Farmhouse White Sandwich Bread for #BreadBakers
Welcome to #BreadBakers! We are a group of bread loving bakers who get together once a month to bake bread with a common ingredient or theme. You can see all our lovely bread by following our Pinterest board right here. Links are also updated after each event on the #BreadBakers home page. We take turns hosting each month and choosing the theme/ingredient.
This month, our theme is Sandwich Bread and our host is Karen of Karen's Kitchen Stories!
See all of our delicious sandwich bread offerings this month:
- Eggless White Sandwich Bread by Sneha's Recipe
- Farmhouse White Sandwich Bread by Making Miracles
- Just Bread Sandwich Loaf by A Messy Kitchen
- Pain de Mie aka Pullman Loaf by Food Lust People Love
- Seeded Sandwich Bread by Karen's Kitchen Stories
- Sourdough Burger Buns by Cook with Renu
- Sourdough Discard Sandwich Bread by Ambrosia
- Sourdough Whole Wheat Sandwich Bread by Zesty South Indian Kitchen
- Struan Bread by Passion Kneaded
- Subway Sandwich Bread by Anybody Can Bake
This is a fantastic bread recipe - it was especially delicious toasted with an egg at breakfast time! It holds up very well as a sandwich bread, has a mild flavor, and you can cut thin or thicker slices depending on how you want to use it! I really enjoyed this recipe and would definitely use it again! It's also a versatile base - you can add lots of different things to it. I made the full triple batch mentioned below, but the other 2 loaves were used for other things (cinnamon raisin, and a ham and cheese stuffed version!)
Farmhouse White Sandwich Bread from Gather For Bread
Makes 3 loaves
4 cups all-purpose flour
1 ½ TBS instant yeast
2 TBS granulated sugar
2 TBS melted butter
4 cups warm milk (about 85° F)
6 cups bread flour (more if needed)
1 ½ TBS salt
- In the bowl of a stand mixer, combine yeast, sugar, and 1 cup of the warm milk in a bowl. Mix and set aside until yeast is bubbly and frothy (8-10 minutes).

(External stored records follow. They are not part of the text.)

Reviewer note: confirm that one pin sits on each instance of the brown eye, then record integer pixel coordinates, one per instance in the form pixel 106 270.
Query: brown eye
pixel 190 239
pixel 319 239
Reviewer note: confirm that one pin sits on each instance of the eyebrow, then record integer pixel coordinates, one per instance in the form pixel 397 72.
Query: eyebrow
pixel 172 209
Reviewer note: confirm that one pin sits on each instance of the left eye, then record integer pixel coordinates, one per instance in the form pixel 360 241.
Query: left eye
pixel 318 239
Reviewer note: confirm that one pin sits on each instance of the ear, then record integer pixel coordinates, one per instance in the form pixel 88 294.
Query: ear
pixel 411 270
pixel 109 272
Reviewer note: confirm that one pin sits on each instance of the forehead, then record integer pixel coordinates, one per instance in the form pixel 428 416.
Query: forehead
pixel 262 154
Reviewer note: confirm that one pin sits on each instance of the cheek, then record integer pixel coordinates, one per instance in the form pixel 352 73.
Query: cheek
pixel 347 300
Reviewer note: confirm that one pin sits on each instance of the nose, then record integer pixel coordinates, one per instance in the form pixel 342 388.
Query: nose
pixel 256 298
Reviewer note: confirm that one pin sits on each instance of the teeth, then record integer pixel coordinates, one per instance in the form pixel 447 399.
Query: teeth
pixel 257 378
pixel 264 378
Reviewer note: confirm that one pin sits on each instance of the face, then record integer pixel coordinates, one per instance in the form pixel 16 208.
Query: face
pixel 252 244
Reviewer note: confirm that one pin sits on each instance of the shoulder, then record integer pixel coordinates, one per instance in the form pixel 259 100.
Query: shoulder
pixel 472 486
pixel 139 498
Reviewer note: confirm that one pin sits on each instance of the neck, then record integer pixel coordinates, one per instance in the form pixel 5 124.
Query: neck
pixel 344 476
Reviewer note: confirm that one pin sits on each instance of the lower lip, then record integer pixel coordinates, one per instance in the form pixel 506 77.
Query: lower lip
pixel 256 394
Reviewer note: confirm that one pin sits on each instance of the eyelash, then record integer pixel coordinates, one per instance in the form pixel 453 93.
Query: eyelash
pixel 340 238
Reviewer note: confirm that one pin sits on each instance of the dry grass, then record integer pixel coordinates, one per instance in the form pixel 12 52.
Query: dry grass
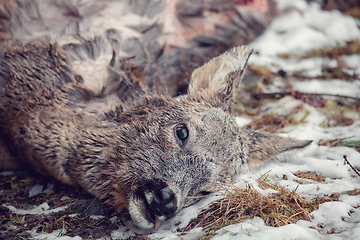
pixel 238 205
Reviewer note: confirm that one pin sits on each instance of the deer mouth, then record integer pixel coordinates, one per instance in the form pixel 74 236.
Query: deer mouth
pixel 152 204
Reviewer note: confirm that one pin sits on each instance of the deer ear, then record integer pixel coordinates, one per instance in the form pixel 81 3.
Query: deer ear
pixel 217 81
pixel 263 146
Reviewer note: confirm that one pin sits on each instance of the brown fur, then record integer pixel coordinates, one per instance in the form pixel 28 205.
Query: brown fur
pixel 127 156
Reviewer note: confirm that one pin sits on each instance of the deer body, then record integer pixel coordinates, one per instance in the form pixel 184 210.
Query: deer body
pixel 131 146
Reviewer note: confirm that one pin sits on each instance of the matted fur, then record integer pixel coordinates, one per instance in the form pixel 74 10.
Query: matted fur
pixel 75 107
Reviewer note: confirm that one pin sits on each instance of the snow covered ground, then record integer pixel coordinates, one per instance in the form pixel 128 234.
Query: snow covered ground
pixel 303 27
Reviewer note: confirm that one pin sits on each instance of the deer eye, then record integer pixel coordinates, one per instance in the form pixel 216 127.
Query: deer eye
pixel 181 132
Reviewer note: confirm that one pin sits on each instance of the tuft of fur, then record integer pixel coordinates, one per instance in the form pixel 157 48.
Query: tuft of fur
pixel 91 107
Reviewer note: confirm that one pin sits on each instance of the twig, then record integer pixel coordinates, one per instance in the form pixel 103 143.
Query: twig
pixel 351 166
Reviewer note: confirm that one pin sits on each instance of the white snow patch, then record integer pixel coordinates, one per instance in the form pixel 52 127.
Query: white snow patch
pixel 41 209
pixel 334 87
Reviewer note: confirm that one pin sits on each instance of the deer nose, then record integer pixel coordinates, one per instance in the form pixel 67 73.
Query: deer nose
pixel 161 199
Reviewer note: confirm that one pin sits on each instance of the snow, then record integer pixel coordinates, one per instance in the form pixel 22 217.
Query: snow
pixel 300 28
pixel 335 87
pixel 43 208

- Add in the all purpose flour, melted butter, remaining milk and about 4 cups of the bread flour and with the dough hook begin mixing until dough has started to form, add in enough additional flour to form a dough ball and allow to knead on medium speed for about 5 minutes.
- Cover bowl with a tea towel and allow to double in size (move to a larger bowl, lightly coated with oil or dusted with flour, if needed to allow enough room to double).
- Once risen, punch down, divide into 3 pieces and shape into loaves. Spray loaf pans with baking or nonstick cooking spray and arrange loaves (seam side down) in prepped pans; lightly dust loaves with flour. Cover pans with tea towels and set aside again about 40-60 minutes until risen. Dough should spring back when poked gently, when it's ready to bake.
- Preheat oven to 375 degrees and bake loaves 35-40 minutes, until golden brown, and internal temperature of loaf reaches 200 degrees.
- Cool about 15 minutes before removing from pans and complete cooling on a wire rack before slicing and serving.